3. We also need a Chromium web driver to render Expedia. Remember to keep the version of the Chromium web driver and your Chrome browser the same otherwise, it will keep generating an error.

You can download it from here.

Setup and Testing

Let’s first create a small setup and render the website. This is just to make sure everything works fine for us later. The target URL for this tutorial will be a hotel page from Expedia.

from bs4 import BeautifulSoup
from selenium import webdriver
import time


PATH = 'C:\Program Files (x86)\chromedriver.exe'



l=list()
o={}

target_url = "https://www.expedia.com/Cansaulim-Hotels-Heritage-Village-Resort-Spa-Goa.h2185154.Hotel-Information?=one-key-onboarding-dialog&chkin=2023-05-13&chkout=2023-05-14&destType=MARKET&destination=Goa%2C%20India%20%28GOI-Dabolim%29&latLong=15.383019%2C73.838253&regionId=6028089&rm1=a2"

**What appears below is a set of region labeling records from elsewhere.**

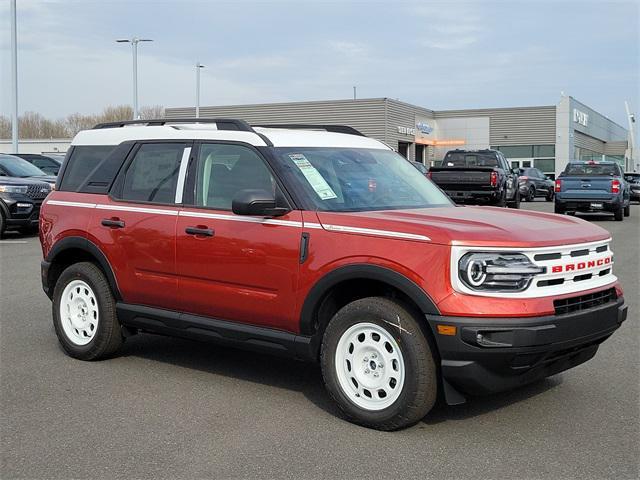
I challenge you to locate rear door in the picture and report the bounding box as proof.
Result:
[176,142,302,331]
[89,141,191,310]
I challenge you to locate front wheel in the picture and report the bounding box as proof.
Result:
[53,262,122,360]
[320,297,438,430]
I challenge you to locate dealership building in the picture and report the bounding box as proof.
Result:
[165,96,633,176]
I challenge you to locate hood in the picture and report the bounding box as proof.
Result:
[0,175,55,185]
[317,207,611,247]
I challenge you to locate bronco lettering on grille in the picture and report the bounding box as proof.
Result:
[551,257,611,273]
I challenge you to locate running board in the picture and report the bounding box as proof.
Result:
[116,302,317,361]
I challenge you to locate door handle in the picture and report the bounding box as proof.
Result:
[184,226,214,237]
[100,218,124,228]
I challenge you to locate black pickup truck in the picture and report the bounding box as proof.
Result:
[429,150,520,208]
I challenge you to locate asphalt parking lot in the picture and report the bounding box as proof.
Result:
[0,201,640,479]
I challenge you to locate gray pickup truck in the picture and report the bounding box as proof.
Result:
[428,149,520,208]
[555,161,631,221]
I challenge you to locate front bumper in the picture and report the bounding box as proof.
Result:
[427,297,627,404]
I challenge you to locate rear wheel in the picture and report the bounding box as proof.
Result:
[53,262,123,360]
[320,297,438,430]
[527,187,536,202]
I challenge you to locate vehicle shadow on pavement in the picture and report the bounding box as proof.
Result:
[422,374,563,425]
[118,334,562,424]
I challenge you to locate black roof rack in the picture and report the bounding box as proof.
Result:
[93,118,255,133]
[252,123,366,137]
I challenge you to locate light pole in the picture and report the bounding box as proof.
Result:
[11,0,18,153]
[196,62,204,118]
[116,37,153,120]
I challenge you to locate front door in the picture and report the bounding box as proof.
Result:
[176,143,302,331]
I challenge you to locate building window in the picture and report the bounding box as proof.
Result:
[533,158,556,173]
[533,145,556,157]
[498,145,533,158]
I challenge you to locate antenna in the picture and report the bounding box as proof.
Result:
[624,100,640,172]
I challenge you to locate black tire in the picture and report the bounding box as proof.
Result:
[613,205,624,222]
[508,190,520,209]
[527,186,536,202]
[320,297,438,430]
[52,262,123,360]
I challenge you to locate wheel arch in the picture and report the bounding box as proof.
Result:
[43,236,122,300]
[300,264,440,356]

driver=webdriver.Chrome(PATH)

driver.get(target_url)


time.sleep(5)

resp = driver.page_source
driver.close()
print(resp)

The code is pretty straightforward but let me break it down for you.

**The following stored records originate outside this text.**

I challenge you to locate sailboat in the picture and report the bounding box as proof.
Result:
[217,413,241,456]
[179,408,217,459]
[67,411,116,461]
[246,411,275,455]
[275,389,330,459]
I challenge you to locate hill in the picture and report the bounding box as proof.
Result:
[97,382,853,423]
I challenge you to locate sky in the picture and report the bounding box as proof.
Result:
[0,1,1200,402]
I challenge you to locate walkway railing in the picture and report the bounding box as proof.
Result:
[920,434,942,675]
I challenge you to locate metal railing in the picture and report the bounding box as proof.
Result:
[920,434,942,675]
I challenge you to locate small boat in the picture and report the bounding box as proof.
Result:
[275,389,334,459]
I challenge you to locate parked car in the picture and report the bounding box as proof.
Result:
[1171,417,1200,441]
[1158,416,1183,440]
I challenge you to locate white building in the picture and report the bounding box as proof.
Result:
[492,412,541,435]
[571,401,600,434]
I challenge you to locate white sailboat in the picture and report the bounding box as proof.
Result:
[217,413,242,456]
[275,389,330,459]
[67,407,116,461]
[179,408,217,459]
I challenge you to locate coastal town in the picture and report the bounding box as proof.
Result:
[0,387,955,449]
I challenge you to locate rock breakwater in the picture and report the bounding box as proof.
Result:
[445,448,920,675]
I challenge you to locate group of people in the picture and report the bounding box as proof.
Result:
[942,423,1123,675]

  • The first three lines import the required modules, including BeautifulSoup for parsing HTML documents, Selenium WebDriver for automating web browsers, and time for pausing the program execution for a specified amount of time.
  • The next line sets the path for the Chrome WebDriver executable file. The WebDriver is needed to launch the Chrome browser for web scraping.
  • The next two lines define an empty list l and an empty dictionary o that will be used later in the program to store the scraped data.
  • The target_url variable contains the URL of the target Expedia page that we want to scrape. It includes the check-in and check-out dates, the destination, and other parameters needed to perform a hotel search.
  • The webdriver.Chrome(PATH) line launches the Chrome browser using the Chrome WebDriver executable file. The PATH variable specifies the location of the Chrome WebDriver executable file.
  • The driver.get(target_url) line loads the target URL in the Chrome browser.
  • The time.sleep(5) line pauses the program execution for 5 seconds to give the web page time to load and render.
  • The driver.page_source line retrieves the HTML source code of the loaded web page.
  • The driver.close() line closes the Chrome browser.
  • Finally, the print(resp) line prints the retrieved HTML source code to the console output.

I hope you have got an idea now. Before we run this code let’s see what the page actually looks like in our browser.

As you can see at the top there is the name of the hotel and at the bottom, you can find multiple room types and their pricing. Now, let’s run our code and see what appears on our screen.

This will appear on your Chrome Webdriver screen once you run your code. Did you notice the difference? Well, the prices are not visible when we run the code. Why is that? The reason behind this is HTTP headers. While scraping Expedia we have to pass multiple headers like User-AgentAcceptAccept-EncodingReferer, etc.

Bypassing all these headers in web scraping requests, we can make the request appear more like a legitimate user request, thereby reducing the chances of being detected and blocked by the website.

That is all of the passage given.